Depuis 50 ans, un mystère fascine la Norvège : qui est cette femme, dont le corps carbonisé a été découvert en 1970? Les éléments pour l’identifier ont été effacés. Mais de récentes analyses disent qu’elle a pu passer son enfance dans l’est de la France.
Ce corps hante la Norvège. Celui d’une femme, en partie calciné. Derrière ce corps, un mystère judiciaire de cinquante ans. Découvert le 29 novembre 1970 dans la verte vallée d’Isdalen, près de Bergen, il reste à ce jour non identifié. Fascinante et passionnante histoire. Elle passionne parce qu’elle fleure bon le polar scandinave. Elle fascine parce que les hypothèses poussent les curieux vers le monde de l’espionnage et des secrets d’Etat.
Le cadavre gît sur une pente rocheuse lorsqu’il est trouvé par un père et ses enfants durant une promenade. Ils sont au milieu de rien. Les images sont terrifiantes, et la marche est bien longue pour aller prévenir les secours. Posée sur le dos, la tête penchée en arrière, la victime a les bras levés devant elle, caractéristique des personnes exposées aux flammes. D’après l’autopsie, «la mort est probablement due à une association de barbituriques et de monoxyde de carbone. Les brûlures ont pu contribuer au décès». Meurtre, accident ou suicide?
Les restes de ses affaires sont récupérés par la police norvégienne. L’intrigue démarre là : les étiquettes des vêtements ont été découpées. Les numéros de bouteilles en plastique ont été grattés. Impossible de les retracer.
Plusieurs fois, les hommes du Service national des enquêtes criminelles (Kripos) ont pensé réaliser des avancées décisives. Ils ont trouvé deux valises consignées en gare de Bergen. Elles appartenaient à la femme décédée. «C’était l’euphorie, beaucoup s’imaginaient qu’on était sur le point de résoudre l’affaire», raconte un enquêteur à la presse locale.
Le souffle retombe vite : encore une fois, on a fait disparaître toutes les marques des objets, même celle de la brosse à cheveux. Et ça se complique encore : les bagages révèlent une femme experte dans l’art de changer d’apparence. Elle détenait des perruques, une paire de lunettes non correctrice. Dans un bloc-notes, une page contient des lettres et de chiffres. Des séries que les policiers vont s’évertuer à décoder.
Sept passeports utilisés
Une piste les guide vers un commerce de chaussures, où l’inconnue a acheté une paire de bottes, et vers un hôtel de Stavanger où elle a séjourné. Le réceptionniste reconnaît un portrait-robot. Elle s’est inscrite sous le nom de Finella Lorck, elle se disait belge. La presse titre à l’époque sur la fin de l’histoire. Erreur : ce nom n’existe pas. Comme tous ceux utilisés durant son périple norvégien. La police suppose qu’elle a utilisé sept passeports et autant d’identités différentes. Au bout de quelques semaines, les services du contre-espionnage prennent le relais. Le carnet retrouvé dans la valise livre sa vérité : il s’agit des voyages de l’inconnue en Europe. Le dernier déplacement l’a menée de Paris à Stavanger. Les dates collent avec des essais de missiles de l’armée norvégienne. Des spécialistes croient à la thèse d’un agent secret étranger. On n’ira pas plus loin. Officiellement, les autorités referment le dossier sur une personne non-identifiée qui s’est donné la mort. Cela peut sembler commode.
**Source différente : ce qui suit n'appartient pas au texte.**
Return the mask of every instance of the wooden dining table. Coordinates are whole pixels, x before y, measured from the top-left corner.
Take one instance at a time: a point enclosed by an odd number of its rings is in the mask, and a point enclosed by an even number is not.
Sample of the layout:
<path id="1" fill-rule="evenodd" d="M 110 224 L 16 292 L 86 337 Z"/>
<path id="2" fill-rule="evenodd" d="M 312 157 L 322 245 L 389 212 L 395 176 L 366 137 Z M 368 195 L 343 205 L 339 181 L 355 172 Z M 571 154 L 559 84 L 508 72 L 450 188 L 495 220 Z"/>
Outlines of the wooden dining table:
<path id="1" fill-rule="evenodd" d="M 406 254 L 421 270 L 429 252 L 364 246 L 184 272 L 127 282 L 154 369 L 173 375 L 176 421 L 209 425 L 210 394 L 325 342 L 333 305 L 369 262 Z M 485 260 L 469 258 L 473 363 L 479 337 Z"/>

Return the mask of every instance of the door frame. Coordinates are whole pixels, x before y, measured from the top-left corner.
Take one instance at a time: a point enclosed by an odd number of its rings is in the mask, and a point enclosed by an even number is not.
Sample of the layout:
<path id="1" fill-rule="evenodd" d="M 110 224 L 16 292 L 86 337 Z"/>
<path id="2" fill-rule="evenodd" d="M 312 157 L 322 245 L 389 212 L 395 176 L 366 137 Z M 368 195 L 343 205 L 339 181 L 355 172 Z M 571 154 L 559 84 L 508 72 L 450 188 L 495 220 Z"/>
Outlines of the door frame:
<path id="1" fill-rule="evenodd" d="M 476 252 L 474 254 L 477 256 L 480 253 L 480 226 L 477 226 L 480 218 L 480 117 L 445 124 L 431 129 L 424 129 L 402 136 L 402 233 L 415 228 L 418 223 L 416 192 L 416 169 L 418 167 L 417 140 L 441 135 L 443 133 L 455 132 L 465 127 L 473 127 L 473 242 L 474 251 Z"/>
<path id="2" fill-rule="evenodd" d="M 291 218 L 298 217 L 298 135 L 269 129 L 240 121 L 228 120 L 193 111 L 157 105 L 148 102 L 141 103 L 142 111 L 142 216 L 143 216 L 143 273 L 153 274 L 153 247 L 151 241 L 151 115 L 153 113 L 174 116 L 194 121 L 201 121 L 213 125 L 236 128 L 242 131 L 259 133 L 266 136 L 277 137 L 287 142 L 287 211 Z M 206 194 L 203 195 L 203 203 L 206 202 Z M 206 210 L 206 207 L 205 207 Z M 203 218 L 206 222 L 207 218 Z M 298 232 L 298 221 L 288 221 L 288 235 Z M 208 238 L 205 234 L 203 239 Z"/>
Espionnage, secrets d’État : le mystère de l’inconnue est un vrai polar scandinave
Mais en 2016, les journalistes norvégiens de NRK relancent l’affaire. De nouvelles analyses graphologiques des enregistrements d’hôtel démontrent des ressemblances avec des types d’écritures francophones. Une analyse isotopique du strontium et de l’oxygène prélevé sur les dents laisse penser que la femme a passé son enfance soit dans les Balkans, soit en Allemagne ou le long de la frontière franco-allemande. Or, lors d’échanges dans la langue de Goethe avec des hôteliers, elle aurait commis des fautes de langage excluant la thèse allemande. Ce mystère pourrait alors trouver son origine… dans l’est de la France.